2.     Subject to Section 1, following the Closing, GigCapital2 shall grant to the individuals set forth below the number of restricted stock units of GigCapital2 as set forth next to each such individual’s name, which restricted stock units shall vest into shares of GigCapital2 Common Stock at the earlier of (i) the date that is one year after the Closing Date of the business combination, (ii) the date on which the last sale price of the common stock equals or exceeds $12.50 per share (as adjusted for stock splits, stock dividends, reorganizations, recapitalizations and the like) for any 20 trading days within any 30-trading day period commencing at least 90 days after the Closing Date of the business combination, or (iii) the date on which the Company completes a liquidation, merger, stock exchange or other similar transaction that results in all of the Company’s stockholders having the right to exchange their shares of Common Stock for cash, securities or other property.

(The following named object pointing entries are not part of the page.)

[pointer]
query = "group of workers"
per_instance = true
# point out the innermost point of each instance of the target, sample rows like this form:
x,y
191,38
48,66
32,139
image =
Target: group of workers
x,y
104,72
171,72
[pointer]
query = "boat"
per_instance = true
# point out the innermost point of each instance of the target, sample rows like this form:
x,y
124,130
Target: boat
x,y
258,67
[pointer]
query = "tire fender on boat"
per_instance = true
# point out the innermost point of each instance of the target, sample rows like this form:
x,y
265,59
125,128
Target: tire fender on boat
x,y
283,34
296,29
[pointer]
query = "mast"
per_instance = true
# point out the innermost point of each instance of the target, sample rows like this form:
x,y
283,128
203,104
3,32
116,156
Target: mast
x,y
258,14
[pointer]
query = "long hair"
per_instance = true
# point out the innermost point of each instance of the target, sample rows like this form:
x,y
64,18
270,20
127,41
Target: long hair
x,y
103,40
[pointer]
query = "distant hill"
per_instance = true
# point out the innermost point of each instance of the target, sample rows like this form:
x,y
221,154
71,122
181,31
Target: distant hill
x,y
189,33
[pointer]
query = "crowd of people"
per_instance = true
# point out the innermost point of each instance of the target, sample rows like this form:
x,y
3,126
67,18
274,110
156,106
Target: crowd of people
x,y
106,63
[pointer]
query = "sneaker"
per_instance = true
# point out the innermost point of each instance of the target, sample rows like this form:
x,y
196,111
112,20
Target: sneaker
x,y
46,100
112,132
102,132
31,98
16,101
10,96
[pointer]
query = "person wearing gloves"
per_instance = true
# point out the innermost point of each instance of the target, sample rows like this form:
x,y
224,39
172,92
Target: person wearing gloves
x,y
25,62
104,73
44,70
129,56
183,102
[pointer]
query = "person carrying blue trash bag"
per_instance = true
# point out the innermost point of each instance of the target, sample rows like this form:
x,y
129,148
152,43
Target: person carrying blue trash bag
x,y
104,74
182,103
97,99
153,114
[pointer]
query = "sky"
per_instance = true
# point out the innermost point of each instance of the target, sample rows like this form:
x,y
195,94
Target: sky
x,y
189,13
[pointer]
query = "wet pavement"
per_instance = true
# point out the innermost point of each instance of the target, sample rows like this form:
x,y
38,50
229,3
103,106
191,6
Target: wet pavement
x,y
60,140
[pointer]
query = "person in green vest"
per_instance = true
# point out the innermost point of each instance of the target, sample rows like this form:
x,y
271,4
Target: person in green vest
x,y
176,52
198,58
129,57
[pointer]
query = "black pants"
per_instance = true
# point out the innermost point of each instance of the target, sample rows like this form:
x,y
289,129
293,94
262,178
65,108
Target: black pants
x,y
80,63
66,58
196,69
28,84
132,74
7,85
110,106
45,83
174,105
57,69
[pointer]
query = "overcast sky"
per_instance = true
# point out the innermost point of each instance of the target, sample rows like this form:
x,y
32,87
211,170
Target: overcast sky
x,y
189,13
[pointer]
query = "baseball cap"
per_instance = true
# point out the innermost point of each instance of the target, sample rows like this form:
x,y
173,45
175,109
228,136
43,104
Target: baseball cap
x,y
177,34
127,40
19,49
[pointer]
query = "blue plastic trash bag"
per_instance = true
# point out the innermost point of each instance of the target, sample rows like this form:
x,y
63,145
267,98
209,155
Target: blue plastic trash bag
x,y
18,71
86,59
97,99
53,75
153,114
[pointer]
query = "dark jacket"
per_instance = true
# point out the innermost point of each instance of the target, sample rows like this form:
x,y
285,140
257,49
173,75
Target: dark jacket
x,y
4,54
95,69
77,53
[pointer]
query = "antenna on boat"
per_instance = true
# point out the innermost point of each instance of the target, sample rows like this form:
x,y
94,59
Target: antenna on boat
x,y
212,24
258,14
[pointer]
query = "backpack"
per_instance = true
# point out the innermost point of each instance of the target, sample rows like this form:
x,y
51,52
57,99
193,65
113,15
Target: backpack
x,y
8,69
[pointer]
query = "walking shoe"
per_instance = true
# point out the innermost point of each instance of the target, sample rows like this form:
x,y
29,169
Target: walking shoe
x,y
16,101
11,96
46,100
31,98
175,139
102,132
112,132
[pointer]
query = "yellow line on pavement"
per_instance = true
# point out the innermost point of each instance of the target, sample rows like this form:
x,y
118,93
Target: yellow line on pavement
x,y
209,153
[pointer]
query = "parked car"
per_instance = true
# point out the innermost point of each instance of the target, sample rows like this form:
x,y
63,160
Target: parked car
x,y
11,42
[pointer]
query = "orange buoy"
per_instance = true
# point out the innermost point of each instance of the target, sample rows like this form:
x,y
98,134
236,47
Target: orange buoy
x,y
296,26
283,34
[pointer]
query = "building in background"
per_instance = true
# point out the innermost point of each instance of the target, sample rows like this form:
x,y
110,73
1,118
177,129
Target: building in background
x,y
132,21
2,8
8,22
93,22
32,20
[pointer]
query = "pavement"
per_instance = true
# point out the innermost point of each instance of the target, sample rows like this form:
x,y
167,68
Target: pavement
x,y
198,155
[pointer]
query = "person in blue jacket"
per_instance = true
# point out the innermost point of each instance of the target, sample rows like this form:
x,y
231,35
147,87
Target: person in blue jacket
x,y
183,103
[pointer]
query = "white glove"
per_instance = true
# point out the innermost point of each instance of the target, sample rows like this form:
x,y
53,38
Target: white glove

If an individual set forth below ceases to be a service provider to GigCapital2, the Surviving Corporation or any of the Company Subsidiaries prior to any vesting date, the unvested portion of the restricted stock units shall be cancelled and surrendered to GigCapital2.

The Thrasys Incentive Amount that shall be eligible to be granted shall be (a) 31.617% multiplied by (b) 15.1355886% multiplied by (c) the Adjusted Aggregate Merger/Incentive Amount.

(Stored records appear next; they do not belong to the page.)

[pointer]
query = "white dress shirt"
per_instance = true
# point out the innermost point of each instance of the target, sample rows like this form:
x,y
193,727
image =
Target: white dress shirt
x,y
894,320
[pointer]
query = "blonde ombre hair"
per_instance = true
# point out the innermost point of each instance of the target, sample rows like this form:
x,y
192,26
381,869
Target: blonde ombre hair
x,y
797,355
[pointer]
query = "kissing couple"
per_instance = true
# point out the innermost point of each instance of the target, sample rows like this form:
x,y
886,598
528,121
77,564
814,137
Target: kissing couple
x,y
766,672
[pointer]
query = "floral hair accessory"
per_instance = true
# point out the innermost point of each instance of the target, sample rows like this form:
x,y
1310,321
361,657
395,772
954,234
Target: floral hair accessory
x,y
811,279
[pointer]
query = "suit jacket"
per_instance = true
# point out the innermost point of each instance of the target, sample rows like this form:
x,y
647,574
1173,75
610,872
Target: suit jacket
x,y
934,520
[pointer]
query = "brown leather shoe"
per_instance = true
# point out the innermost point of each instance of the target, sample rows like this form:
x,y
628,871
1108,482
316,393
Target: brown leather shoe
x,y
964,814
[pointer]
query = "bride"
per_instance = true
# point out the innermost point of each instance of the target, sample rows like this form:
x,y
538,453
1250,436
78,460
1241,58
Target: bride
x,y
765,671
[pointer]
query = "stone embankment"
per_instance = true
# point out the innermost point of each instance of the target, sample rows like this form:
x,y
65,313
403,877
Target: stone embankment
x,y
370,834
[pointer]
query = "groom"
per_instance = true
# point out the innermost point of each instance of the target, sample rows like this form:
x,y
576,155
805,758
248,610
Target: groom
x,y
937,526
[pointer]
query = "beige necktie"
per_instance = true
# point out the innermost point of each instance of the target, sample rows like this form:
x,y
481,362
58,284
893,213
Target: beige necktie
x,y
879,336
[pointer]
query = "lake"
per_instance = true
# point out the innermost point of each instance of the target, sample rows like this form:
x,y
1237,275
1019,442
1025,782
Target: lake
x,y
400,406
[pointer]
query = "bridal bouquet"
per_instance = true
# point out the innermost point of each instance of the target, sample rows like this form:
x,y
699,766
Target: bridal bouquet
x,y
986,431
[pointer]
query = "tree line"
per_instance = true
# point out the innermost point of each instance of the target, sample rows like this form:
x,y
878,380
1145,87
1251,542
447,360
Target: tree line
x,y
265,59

The Adjusted Aggregate Merger/Incentive Amount shall be (a) the Aggregate Merger Consideration Value divided by (b) $10.00.

 

Name    % of the Thrasys Incentive Amount
to be Granted to Individual
 

Ramesh Balakrishnan

     87.802

Ranjani Ramakrishna

     12.198

In the event that any individual ceases to be a service provider to GigCapital2, the Surviving Corporation or any of the Company Subsidiaries as of the date of grant, the above percentages will not be reallocated among the remaining individuals.